Jour 25 & 26 – LAÏCITÉ : Le choix d’une société démocratique

17 décembre 2020

La Loi sur la laïcité de l’État (Loi 21) est une loi fondamentale dont l’objectif est d’organiser les rapports entre l’État et les religions au Québec; voilà ce qu’a défendu le procureur du Québec (PGQ) en Cour supérieure. Selon lui, en vertu du principe de la souveraineté parlementaire et des dispositions de dérogation (ou clause nonobstant) prévues aux chartes, le parlement du Québec peut établir un modèle de rapports entre les religions et l’État qui corresponde à la réalité propre du Québec. Le PGQ soutient également que ce choix est modéré et mesuré, et qu’il se rapproche de ce que l’on retrouve dans plusieurs autres États démocratiques.

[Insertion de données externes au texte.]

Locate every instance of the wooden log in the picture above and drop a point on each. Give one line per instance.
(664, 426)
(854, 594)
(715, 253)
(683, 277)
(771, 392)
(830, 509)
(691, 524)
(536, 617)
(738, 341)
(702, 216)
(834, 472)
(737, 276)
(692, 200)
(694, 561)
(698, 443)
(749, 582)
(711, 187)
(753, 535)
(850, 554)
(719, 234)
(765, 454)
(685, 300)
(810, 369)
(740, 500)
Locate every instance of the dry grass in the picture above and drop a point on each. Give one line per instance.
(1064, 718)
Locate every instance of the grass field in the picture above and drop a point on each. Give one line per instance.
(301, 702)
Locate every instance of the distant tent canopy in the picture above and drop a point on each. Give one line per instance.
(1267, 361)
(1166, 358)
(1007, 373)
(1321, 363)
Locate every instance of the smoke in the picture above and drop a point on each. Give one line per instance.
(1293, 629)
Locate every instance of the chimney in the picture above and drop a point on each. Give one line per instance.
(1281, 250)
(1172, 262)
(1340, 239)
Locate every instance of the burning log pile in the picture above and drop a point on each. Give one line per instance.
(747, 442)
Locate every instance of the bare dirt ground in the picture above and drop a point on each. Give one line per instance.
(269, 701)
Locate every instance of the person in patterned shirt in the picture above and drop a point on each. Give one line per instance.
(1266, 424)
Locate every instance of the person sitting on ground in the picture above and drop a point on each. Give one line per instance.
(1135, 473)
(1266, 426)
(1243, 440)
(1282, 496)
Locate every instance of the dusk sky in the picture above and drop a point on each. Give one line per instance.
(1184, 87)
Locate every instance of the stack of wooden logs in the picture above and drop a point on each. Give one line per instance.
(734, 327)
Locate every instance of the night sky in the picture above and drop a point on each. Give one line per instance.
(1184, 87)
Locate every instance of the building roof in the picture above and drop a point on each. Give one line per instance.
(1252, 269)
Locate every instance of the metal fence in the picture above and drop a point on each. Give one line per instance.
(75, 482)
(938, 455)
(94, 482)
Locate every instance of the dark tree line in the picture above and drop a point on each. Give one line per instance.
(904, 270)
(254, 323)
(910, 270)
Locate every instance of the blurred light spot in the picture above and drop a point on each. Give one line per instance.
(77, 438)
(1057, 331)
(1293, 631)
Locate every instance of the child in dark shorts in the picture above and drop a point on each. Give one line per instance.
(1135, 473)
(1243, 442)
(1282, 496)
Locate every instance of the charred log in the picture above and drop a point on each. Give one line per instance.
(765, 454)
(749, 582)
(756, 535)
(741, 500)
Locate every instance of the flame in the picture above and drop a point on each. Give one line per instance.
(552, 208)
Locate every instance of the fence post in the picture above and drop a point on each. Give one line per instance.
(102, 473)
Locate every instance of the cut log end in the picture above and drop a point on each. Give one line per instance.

C’est pour s’assurer que ce choix de société ne puisse pas être remis en question par les juges, que le gouvernement du Québec a choisi d’inclure la clause nonobstant dans la Loi 21. Selon le PGQ, ce choix se justifie d’autant que le recours à cette clause doit être renouvelé à tous les cinq ans. C’est donc à l’arbitrage des citoyennes et citoyens québécois, via les élections, que la pérennité de la Loi 21 sera soumise. Ce faisant, le PGQ considère qu’il n’a pas à répondre aux accusations d’atteinte à la liberté de religion des demanderesses en Cour.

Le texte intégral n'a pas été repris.